ずいぶん前に何かの本で読んで以来、忘れられない話があります。登場人物は、2人の幼い姉妹とそのお母さんでした。妹はよちよち歩き。お姉ちゃんは3歳くらいで、自分のことはなんとかできるけれど、まだまだ足元も手元もおぼつかないという年頃。妹ができて、張り切っていました。

 ある日、お姉ちゃんがダイニングテーブルに牛乳をぶちまけてしまいます。お姉ちゃんはビックリして大泣き。妹もつられて泣き出しました。
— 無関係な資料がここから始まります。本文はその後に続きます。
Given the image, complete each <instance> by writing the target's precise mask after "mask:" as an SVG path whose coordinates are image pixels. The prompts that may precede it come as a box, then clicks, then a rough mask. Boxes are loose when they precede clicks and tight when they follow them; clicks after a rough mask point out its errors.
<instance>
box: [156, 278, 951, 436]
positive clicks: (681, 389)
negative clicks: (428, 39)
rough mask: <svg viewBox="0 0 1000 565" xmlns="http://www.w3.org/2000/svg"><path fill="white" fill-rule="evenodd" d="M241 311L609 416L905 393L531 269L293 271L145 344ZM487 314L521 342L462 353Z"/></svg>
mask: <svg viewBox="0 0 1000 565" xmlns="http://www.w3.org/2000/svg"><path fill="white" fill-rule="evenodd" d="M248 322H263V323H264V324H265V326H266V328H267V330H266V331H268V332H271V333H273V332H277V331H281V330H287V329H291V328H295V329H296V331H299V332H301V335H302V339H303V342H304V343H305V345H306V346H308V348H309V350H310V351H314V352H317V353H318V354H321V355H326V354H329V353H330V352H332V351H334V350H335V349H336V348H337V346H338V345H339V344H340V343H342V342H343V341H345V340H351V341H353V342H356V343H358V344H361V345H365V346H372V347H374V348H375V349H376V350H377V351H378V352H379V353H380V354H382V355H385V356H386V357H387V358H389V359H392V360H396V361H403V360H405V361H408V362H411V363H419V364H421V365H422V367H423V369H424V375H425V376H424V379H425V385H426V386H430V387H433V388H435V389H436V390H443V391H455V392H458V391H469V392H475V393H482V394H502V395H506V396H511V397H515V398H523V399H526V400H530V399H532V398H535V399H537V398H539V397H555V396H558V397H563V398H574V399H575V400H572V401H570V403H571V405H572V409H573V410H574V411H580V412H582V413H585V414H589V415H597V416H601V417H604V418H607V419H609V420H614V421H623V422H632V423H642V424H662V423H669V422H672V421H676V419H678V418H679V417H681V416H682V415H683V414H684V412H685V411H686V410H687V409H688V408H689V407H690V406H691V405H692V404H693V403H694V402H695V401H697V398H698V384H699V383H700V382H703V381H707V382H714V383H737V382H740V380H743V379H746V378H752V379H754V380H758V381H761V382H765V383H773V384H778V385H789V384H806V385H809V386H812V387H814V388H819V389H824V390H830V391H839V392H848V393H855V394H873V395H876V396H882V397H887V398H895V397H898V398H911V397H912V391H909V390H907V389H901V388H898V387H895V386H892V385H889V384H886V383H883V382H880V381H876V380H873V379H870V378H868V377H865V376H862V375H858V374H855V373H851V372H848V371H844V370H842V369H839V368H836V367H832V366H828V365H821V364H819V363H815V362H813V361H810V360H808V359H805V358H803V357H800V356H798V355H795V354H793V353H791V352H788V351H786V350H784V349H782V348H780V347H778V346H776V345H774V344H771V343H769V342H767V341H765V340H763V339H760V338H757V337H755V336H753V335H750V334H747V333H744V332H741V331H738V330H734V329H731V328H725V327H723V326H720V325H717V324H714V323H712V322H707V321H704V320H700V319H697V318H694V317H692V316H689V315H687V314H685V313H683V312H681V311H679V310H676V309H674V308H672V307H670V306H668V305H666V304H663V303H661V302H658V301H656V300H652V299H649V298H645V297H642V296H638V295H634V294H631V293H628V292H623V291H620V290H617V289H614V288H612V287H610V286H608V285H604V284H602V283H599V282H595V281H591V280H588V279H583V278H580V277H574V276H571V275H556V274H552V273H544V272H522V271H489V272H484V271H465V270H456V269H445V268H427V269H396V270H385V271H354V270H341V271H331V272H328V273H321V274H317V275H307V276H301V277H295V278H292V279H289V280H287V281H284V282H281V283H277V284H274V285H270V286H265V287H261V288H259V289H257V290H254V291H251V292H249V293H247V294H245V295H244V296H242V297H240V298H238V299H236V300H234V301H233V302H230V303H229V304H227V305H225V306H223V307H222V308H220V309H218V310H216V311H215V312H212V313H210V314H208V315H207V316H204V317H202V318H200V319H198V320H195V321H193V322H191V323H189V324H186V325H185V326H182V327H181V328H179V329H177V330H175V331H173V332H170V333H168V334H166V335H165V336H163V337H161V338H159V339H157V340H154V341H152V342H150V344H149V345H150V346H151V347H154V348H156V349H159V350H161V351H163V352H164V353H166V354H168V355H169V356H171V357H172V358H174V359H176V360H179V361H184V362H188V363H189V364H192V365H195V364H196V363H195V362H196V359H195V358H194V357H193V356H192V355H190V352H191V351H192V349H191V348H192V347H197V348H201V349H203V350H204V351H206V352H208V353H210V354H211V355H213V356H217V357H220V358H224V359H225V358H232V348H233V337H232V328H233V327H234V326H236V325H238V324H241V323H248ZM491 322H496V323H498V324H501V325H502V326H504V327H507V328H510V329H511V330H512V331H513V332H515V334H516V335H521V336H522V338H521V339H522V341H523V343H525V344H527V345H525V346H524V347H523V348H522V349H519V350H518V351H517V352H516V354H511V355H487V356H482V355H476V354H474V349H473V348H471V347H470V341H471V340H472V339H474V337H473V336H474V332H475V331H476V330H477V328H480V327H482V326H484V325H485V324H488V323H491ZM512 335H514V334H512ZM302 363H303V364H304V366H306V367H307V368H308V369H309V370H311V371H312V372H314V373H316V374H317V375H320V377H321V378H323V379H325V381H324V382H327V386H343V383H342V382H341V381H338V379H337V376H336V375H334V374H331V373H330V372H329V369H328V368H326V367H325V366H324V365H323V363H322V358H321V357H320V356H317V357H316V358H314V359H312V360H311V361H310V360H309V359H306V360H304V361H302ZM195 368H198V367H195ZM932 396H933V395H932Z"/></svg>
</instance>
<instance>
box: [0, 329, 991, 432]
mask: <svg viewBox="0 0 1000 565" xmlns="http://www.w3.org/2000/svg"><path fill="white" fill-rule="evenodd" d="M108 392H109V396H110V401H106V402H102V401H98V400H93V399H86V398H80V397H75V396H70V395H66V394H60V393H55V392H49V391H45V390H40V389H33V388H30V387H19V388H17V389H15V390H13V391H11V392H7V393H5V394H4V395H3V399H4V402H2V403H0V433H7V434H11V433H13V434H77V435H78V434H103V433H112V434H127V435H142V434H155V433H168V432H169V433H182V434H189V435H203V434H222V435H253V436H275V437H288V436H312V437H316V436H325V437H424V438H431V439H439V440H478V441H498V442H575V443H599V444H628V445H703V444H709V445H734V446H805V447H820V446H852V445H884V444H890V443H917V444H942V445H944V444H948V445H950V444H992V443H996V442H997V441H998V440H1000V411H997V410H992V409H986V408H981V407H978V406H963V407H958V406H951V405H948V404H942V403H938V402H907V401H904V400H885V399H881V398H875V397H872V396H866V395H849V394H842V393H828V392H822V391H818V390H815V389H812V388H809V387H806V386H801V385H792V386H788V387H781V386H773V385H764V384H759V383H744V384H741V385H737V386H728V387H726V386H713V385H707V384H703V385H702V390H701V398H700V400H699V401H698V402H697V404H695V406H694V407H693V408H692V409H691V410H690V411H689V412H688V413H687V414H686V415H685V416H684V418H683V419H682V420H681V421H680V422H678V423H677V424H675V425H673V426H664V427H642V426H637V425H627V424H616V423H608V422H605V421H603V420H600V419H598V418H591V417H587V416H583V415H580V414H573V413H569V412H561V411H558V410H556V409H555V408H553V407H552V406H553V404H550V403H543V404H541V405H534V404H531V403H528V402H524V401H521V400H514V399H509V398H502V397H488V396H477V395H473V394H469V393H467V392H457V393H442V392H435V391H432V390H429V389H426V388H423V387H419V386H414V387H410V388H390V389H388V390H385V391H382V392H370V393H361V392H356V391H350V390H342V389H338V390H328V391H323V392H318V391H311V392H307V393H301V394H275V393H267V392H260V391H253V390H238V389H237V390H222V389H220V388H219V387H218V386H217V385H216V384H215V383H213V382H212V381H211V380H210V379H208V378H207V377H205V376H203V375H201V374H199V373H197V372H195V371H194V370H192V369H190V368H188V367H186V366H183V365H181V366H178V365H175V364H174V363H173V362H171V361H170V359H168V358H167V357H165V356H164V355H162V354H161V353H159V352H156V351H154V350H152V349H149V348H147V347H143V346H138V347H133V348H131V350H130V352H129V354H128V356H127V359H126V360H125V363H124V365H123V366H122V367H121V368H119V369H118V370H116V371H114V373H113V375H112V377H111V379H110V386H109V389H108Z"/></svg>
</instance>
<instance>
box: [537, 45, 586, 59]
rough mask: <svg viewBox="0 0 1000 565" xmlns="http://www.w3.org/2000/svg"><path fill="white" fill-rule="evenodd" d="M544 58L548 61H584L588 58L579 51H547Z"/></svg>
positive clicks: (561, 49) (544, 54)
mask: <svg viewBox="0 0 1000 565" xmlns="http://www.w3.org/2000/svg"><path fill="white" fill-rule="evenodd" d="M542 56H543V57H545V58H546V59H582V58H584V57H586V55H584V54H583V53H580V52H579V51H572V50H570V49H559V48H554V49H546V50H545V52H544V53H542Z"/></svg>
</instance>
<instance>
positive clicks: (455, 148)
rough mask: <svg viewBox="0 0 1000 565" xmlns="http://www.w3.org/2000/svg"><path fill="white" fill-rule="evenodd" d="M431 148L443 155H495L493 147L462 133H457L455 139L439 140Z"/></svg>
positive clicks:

お母さんは「ダメじゃない! 危ないでしょう!」とお姉ちゃんを注意して、お姉ちゃんの洋服やテーブルをタオルで拭きました。

 あとでお母さんが聞いたところ、お姉ちゃんは妹が可愛くて、世話を焼きたいあまり、牛乳をコップに入れてあげようとしたことがわかりました。しかし、3歳のお姉ちゃんはうまくできず、牛乳をどばーっとこぼしてしまった。お母さんは、お姉ちゃんがそんな気持ちだったとは知らずに「ダメ!」「危ないでしょう」と注意したことを反省した、という話でした。

 子どもが「誤ったこと」をしたとしても、そこには子どもなりの理由がある。ただ結果だけを見て、叱ってはいけない。これがこのお話の教訓です。